In 2013, there were over 75,000 farms in the state of Wisconsin, making the agricultural industry a huge provider of jobs to Wisconsin citizens. According to https://agclassroom.org/kids/stats/minnesota.pdf, it is estimated that over 99% of these farms are family owned and operated. Wisconsin is also a national leader in renewable energy from farms with the use of methane digesters to turn manure into an energy source. Since the early 2000's, organic farming has become increasingly important as they focus on supplying enough product to meet rising demand. With the rise of the 'foodie' nation in which almost every other American is a gourmet, specialty hobby farms focusing on organic cheese, fresh mushrooms or arugula are more and more economically successful. The 'farm to table' movement has shifted the focus to high quality, delicious, local, and sustainable products on tables across America each every night, especially in the great state of Wisconsin.
If you have ever considered entering the Wisconsin farming industry, be sure to obtain quality advice from a trusted professional. Experts in the farming industry can provide valuable input into the type of farm most likely to succeed in today's economic climate.
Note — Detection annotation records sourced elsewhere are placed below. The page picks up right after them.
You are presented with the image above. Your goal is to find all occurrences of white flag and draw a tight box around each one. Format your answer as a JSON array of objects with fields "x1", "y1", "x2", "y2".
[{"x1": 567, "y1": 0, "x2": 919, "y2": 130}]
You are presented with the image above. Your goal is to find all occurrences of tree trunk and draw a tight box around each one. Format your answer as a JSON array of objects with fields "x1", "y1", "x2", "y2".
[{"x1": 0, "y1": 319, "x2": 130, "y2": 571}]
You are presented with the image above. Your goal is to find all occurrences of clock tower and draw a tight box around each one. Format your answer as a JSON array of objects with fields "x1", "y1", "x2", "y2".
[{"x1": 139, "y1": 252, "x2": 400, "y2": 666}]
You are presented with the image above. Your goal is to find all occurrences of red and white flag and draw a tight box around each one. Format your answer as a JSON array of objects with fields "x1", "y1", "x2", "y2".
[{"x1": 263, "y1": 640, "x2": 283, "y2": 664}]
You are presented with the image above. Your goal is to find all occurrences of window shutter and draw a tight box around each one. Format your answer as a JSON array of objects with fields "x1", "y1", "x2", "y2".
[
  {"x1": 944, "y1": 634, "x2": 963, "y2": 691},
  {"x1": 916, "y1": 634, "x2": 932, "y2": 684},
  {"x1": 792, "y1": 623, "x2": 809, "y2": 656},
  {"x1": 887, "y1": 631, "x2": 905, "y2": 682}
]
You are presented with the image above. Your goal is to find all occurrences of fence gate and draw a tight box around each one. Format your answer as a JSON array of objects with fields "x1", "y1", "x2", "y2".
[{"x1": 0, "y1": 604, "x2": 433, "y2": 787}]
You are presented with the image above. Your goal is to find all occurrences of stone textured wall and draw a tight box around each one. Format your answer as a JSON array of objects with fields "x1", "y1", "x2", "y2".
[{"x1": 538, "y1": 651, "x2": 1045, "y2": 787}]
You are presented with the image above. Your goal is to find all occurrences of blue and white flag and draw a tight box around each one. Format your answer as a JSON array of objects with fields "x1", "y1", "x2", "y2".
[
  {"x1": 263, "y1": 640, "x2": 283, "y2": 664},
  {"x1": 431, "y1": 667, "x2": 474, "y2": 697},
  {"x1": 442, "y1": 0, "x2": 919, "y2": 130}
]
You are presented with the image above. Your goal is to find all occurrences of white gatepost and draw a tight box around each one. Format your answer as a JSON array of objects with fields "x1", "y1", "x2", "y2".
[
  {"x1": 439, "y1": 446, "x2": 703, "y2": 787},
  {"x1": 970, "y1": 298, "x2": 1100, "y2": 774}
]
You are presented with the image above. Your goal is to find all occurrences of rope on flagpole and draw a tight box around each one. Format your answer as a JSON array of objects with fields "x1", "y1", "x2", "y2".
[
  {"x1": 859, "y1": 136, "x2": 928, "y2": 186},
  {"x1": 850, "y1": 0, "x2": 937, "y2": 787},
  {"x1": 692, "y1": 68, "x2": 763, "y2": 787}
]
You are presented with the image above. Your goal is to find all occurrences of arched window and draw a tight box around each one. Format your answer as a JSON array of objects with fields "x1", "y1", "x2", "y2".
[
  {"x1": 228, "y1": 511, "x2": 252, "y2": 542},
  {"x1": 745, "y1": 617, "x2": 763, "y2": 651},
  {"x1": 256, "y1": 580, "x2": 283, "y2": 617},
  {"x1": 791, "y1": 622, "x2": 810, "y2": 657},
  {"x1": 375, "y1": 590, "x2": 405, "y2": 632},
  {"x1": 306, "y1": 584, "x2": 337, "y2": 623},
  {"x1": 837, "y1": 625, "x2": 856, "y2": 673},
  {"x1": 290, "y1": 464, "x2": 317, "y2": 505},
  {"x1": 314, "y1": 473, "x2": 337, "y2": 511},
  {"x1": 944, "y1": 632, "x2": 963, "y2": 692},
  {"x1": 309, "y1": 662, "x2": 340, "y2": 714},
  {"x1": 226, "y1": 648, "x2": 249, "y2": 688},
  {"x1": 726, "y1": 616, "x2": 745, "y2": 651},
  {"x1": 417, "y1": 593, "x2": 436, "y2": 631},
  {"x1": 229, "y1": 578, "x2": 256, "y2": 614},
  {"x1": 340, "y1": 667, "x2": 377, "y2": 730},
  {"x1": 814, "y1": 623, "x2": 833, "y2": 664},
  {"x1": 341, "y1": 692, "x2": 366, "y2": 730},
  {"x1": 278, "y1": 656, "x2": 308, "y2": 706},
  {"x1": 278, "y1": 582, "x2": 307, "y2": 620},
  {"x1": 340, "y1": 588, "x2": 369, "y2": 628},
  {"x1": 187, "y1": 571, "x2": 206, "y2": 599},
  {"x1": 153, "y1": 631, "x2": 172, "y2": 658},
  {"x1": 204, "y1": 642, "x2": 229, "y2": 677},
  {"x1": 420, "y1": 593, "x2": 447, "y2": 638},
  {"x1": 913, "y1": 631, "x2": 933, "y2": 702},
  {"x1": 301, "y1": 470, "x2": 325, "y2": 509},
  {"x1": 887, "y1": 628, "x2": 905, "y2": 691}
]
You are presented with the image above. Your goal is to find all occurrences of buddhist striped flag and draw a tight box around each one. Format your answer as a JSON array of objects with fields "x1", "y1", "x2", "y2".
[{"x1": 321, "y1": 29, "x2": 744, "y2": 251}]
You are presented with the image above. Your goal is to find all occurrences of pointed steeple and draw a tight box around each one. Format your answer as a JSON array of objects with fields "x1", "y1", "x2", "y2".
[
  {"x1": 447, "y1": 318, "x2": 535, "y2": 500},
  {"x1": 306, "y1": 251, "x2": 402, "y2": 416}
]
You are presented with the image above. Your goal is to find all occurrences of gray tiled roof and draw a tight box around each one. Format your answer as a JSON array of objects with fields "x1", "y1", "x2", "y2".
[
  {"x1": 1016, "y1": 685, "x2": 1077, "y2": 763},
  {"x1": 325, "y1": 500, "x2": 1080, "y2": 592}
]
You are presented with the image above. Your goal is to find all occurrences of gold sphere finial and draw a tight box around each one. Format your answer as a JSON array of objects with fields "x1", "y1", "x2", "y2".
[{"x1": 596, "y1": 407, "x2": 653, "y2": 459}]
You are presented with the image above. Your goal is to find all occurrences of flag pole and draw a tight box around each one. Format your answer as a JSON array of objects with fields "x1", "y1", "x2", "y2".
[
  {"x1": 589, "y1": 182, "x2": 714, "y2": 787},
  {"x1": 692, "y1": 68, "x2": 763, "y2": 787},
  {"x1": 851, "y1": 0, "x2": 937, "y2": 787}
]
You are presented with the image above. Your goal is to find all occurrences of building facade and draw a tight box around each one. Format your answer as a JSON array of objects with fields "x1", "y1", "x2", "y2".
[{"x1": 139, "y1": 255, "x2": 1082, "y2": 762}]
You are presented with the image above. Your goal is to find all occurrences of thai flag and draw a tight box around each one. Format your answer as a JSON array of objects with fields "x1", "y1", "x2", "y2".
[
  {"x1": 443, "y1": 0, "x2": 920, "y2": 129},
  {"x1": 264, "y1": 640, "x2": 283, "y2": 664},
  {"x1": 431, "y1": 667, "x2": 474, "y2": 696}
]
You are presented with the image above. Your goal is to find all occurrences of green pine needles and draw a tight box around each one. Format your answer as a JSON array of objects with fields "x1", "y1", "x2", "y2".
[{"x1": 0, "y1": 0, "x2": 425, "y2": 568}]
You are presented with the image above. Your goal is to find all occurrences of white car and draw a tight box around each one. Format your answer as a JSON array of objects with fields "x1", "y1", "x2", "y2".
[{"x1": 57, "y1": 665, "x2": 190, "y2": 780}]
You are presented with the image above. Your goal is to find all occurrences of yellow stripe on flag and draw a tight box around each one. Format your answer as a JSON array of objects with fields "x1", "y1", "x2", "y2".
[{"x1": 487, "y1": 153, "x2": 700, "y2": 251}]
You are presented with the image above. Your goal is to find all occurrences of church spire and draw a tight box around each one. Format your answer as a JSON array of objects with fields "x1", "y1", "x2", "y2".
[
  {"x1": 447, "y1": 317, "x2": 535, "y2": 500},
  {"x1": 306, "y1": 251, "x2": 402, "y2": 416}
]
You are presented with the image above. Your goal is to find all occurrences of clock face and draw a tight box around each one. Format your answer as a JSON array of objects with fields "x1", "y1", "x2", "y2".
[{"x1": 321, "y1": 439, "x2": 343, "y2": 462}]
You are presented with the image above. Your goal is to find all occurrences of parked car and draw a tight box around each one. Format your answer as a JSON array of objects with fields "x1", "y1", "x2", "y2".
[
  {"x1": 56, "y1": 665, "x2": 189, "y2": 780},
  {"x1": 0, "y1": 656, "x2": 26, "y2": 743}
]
Such a person can also take a look at a parcel of land you are considering and review the positive and negative attributes of the land, depending on the type of farm you are looking to establish. Land purchases for farming can be tricky business, so set your mind at ease by employing the services of a local, knowledgeable agent to assist you in your search. Agents at LandBin.com can help you identify and secure the perfect parcel of land for your farming enterprise.
Yes, farming is difficult, but it can also be incredibly rewarding. Farming in Wisconsin is no exception; however, it is a state world-renowned for its agricultural prowess.